In an embodiment of the invention, after the training set was created as described above and system 100 was trained. The performance of system 100 in predicting the subjective test values were evaluated using 10-fold cross validation. For this purpose, two male and two female speakers are reserved as the test set. Two male and two female speakers are reserved as the validation set. The objective distances among the remaining male-male pairs and female-female pairs are used as the input to system 100 and the corresponding subjective scores as the output. After training, the subjective scores are estimated for the target speakers in the validation set and the error for the S-score and the Q-score is calculated.

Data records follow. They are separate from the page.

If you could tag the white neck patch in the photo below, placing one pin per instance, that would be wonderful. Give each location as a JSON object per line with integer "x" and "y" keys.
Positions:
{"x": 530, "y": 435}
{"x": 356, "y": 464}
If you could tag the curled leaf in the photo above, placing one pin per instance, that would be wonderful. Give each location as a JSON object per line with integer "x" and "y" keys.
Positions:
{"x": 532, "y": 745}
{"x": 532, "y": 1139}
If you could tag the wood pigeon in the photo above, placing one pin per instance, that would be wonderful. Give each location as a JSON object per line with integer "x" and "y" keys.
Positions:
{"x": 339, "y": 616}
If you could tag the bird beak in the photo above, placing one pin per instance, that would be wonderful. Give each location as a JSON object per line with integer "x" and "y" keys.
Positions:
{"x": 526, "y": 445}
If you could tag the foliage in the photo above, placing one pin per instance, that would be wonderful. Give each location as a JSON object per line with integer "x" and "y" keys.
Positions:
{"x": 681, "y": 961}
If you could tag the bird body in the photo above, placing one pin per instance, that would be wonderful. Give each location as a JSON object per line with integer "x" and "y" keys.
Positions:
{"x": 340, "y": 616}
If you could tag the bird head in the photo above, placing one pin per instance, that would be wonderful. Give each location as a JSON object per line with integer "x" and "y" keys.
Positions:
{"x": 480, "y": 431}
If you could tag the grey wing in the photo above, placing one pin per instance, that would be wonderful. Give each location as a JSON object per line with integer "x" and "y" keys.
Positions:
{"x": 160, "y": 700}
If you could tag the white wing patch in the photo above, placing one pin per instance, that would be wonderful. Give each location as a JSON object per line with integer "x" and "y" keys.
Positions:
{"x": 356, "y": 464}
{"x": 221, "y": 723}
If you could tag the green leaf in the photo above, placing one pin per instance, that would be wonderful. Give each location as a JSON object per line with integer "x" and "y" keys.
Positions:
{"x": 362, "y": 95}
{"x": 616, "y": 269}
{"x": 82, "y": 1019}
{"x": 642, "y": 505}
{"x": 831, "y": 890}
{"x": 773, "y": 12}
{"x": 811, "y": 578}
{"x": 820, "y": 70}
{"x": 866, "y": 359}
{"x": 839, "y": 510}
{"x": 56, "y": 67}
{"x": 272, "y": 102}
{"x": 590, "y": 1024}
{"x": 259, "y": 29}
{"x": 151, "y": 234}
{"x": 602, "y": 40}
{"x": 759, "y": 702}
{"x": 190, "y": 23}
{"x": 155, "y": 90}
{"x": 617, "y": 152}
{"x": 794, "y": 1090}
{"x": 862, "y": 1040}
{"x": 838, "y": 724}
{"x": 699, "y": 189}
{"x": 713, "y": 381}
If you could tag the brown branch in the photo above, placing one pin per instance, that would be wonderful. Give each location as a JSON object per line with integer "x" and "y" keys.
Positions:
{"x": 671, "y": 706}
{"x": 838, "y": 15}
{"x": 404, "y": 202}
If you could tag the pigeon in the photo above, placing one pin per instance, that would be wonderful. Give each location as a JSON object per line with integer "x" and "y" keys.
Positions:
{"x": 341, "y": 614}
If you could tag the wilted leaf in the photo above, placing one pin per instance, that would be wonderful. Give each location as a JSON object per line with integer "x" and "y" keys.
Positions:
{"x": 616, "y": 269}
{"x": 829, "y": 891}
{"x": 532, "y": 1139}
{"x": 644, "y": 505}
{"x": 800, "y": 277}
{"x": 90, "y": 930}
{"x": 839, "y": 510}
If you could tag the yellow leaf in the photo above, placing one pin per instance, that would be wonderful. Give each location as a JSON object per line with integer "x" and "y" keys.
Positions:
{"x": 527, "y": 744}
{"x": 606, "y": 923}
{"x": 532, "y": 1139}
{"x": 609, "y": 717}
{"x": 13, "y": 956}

Furthermore, decision trees can be trained with the ID3 algorithm to investigate the relationship between the subjective test results and the acoustical feature distances. In an experimental result, a decision tree trained with data from all source-target speaker pairs distinguishes male source speaker no. 3 from the others by using only H1-H2 characteristics. The low subjective scores obtained when he is used as a target speaker indicate that it is harder to generate this speaker's voice using voice conversion. This speaker had significantly lower H1-H2 and f0 as compared to the rest of the speakers as correctly identified by the decision tree.
The system described above predicts the conversion quality based on a given donor. A donor can be selected from a plurality of donors for a voice conversion tasked based on the predicted Q score and S score. The relative importance of the Q and S score depends on the application. For example, in the example of motion picture dubbing, audio quality is very important, so a high Q score may be preferable even at the expense of similarity to the target speaker. In contrast, in a TTS system applied to voice response on a phone system where the environment might be noisy, such as a roadside assistance call center, the Q score is not as important, so the S score could be weighted more heavily in the donor selection process. Therefore in a donor selection system, donors from a plurality of donors are ranked using their Q-score and S-score and the best choice in terms Q-scores and S-scores is selected, where the relationship between the Q and S scores is formulated based on the specific application.
The invention has been described herein using specific embodiments for the purposes of illustration only. It will be readily apparent to one of ordinary skill in the art, however, that the principles of the invention can be embodied in other ways. Therefore, the invention should not be regarded as being limited in scope to the specific embodiments disclosed herein, but instead as being fully commensurate in scope with the following claims.